Usar a energia solar para alimentação de sistemas de refrigeração não é algo novo, mas cientistas da Universidade de Stanford, na Califórnia, demonstraram que o calor do sol pode ser coletado para simultaneamente produzir arrefecimento, com um dispositivo construído para esta finalidade. “Idealizamos e construímos o primeiro dispositivo que um dia poderá gerar e economizar energia, no mesmo lugar e ao mesmo tempo, controlando duas propriedades muito diferentes da luz“, revelou o engenheiro elétrico de Stanford Shanhui Fan.

A camada de captação solar do dispositivo é feita do mesmo material semicondutor que há tempos decora telhados para conversão da luz visível em eletricidade. A grande novidade
está na camada inferior, baseada em materiais que podem transportar o calor para muito além do telhado e espaço compreendido por meio do resfriamento radiativo.

Vale ressaltar que a refrigeração por radiação não funciona bem para algo como um prédio, já que a atmosfera terrestre age como um grosso cobertor e aprisiona a maioria do calor perto do edifício em vez de permitir que escape. Com base na tecnologia dos ventiladores de refrigeração, que tira proveito do fato dessa espessa camada essencialmente ter buracos que permitem que um determinado comprimento de onda de luz infravermelha passe diretamente para o espaço, esses equipamentos eram desenvolvidos a partir de materiais que podiam converter o calor irradiado de um prédio para o comprimento de onda
necessário, liberando o calor para o espaço e economizando energia que teria sido necessária ao condicionamento de ar no interior do edifício.
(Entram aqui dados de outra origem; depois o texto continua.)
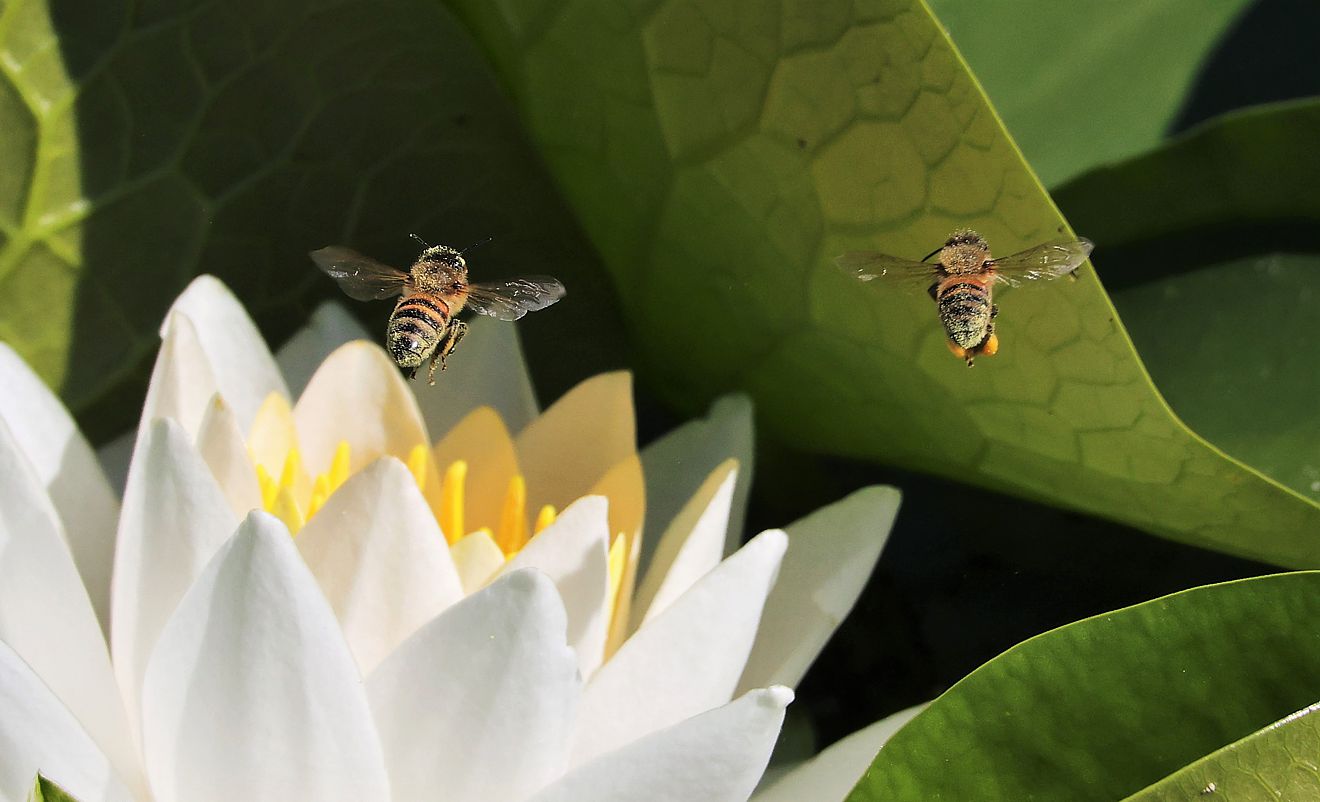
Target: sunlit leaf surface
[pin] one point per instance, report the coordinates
(730, 151)
(148, 143)
(1085, 83)
(1281, 761)
(1101, 709)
Esse mesmo material é o do ventilador colocado sob a camada padrão solar do novo dispositivo, que já tem um protótipo do diâmetro de um prato de torta montado no telhado de um edifício de Stanford. Os cientistas compararam a temperatura do ar ambiente no último piso com as temperaturas das camadas inferior e superior do dispositivo, esta última mais quente que a do pavimento teste, já que é a absorvente de luz solar.

Como os pesquisadores imaginavam, a camada inferior ficou significativamente mais fresca que o ar no telhado. “Isso mostra que o calor radiou de cima para baixo, através da camada
superior e no espaço“, disse Zhen Chen, que liderou as experiências como bolsista de pós-doutorado e agora é professor na Southeast University, na China.

O que eles não haviam sido capazes de testar ainda é se o dispositivo também produziria eletricidade. A camada superior neste experimento não contava com a folha de metal normalmente encontrada em células solares, que teria bloqueado a luz infravermelha do escape. A equipe agora está criando células solares que funcionam sem forros metálicos para acoplar a camada de resfriamento radiativa. “Achamos que em breve teremos um dispositivo prático que faz as duas coisas”.